Now the attention weights in each row sum up to 1, which is a standard convention for attention weights.

There’s a more efficient way to achieve the same results. Instead of masking the attention weights after softmax, we can mask the attention scores before applying softmax:

mask = torch.triu(torch.ones(block_size, block_size), diagonal=1)
masked = attn_scores.masked_fill(mask.bool(), -torch.inf)
print(masked)

OUT:

tensor([[ 0.0613,    -inf,    -inf,    -inf,    -inf,    -inf],
        [-0.6004,  3.4707,    -inf,    -inf,    -inf,    -inf],
        [ 0.2432, -1.3934,  0.5869,    -inf,    -inf,    -inf],
        [-0.0794,  0.4487, -0.1807,  0.0518,    -inf,    -inf],
        [-0.1510,  0.8626, -0.3597,  0.1112,  0.3216,    -inf],
        [ 0.4344, -2.5037,  1.0740, -0.3509, -0.9315,  0.9265]],
       grad_fn=<MaskedFillBackward0>)

Now we apply softmax to get the final attention weights:

attn_weights = torch.softmax(masked / d_out_kq**0.5, dim=1)
print(attn_weights)

OUT:

tensor([[1.0000, 0.0000, 0.0000, 0.0000, 0.0000, 0.0000],
        [0.0532, 0.9468, 0.0000, 0.0000, 0.0000, 0.0000],
        [0.3862, 0.1214, 0.4924, 0.0000, 0.0000, 0.0000],
        [0.2232, 0.3242, 0.2078, 0.2449, 0.0000, 0.0000],
        [0.1536, 0.3145, 0.1325, 0.1849, 0.2145, 0.0000],
        [0.1973, 0.0247, 0.3102, 0.1132, 0.0751, 0.2794]],
       grad_fn=<SoftmaxBackward0>)

This approach is more efficient because it avoids unnecessary computations for masked-out positions and doesn’t require renormalization. The softmax function effectively treats the -inf values as zero probability because e^(-inf) approaches 0.

By implementing causal self-attention in this way, we ensure that our language model can generate text in a left-to-right manner, considering only the previous context when predicting each new token. This is crucial for producing coherent and contextually appropriate sequences in text generation tasks.

Conclusion

In this article, we’ve taken a deep dive into the inner workings of self-attention, exploring its implementation through hands-on coding. We used this foundation to examine multi-head attention, a cornerstone of large language transformers.

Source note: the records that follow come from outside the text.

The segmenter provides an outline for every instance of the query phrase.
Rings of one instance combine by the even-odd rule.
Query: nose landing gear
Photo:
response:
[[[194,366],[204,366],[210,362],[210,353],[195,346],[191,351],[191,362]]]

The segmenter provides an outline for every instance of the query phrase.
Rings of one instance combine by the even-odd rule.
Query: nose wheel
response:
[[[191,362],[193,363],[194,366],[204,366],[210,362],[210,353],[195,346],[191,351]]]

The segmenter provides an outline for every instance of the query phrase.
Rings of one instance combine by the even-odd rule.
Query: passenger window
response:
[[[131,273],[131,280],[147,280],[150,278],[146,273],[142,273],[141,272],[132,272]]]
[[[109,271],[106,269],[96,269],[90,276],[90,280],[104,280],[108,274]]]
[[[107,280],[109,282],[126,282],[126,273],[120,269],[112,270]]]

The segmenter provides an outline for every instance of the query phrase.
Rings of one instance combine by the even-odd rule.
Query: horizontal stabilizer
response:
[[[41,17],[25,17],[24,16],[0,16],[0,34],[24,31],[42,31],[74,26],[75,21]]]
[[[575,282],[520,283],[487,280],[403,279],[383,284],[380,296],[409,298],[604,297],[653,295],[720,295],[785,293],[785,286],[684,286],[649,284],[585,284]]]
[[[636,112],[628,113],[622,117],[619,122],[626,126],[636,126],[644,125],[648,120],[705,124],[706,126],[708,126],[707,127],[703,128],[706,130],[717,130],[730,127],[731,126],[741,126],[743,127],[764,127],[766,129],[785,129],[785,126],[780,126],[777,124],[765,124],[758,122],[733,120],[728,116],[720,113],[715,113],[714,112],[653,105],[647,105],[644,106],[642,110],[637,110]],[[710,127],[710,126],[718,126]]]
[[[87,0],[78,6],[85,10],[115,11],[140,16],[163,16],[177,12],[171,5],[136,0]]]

We then extended our exploration to cross-attention, a variant of self-attention that excels when applied between two distinct sequences. This mechanism is particularly useful in scenarios like machine translation or image captioning, where information from one domain needs to inform processing in another.

Finally, we delved into causal self-attention, a crucial concept for generating coherent and contextually appropriate sequences in decoder-style LLMs such as GPT and Llama. This mechanism ensures that the model’s predictions are based solely on previous tokens, mimicking the left-to-right nature of natural language generation.

Note: code presented in this article serves an illustrative purpose, real-world implementations of self-attention for training LLMs often utilize optimized versions. Techniques like Flash Attention, for instance, significantly reduce memory footprint and computational load, making the training of large models more efficient.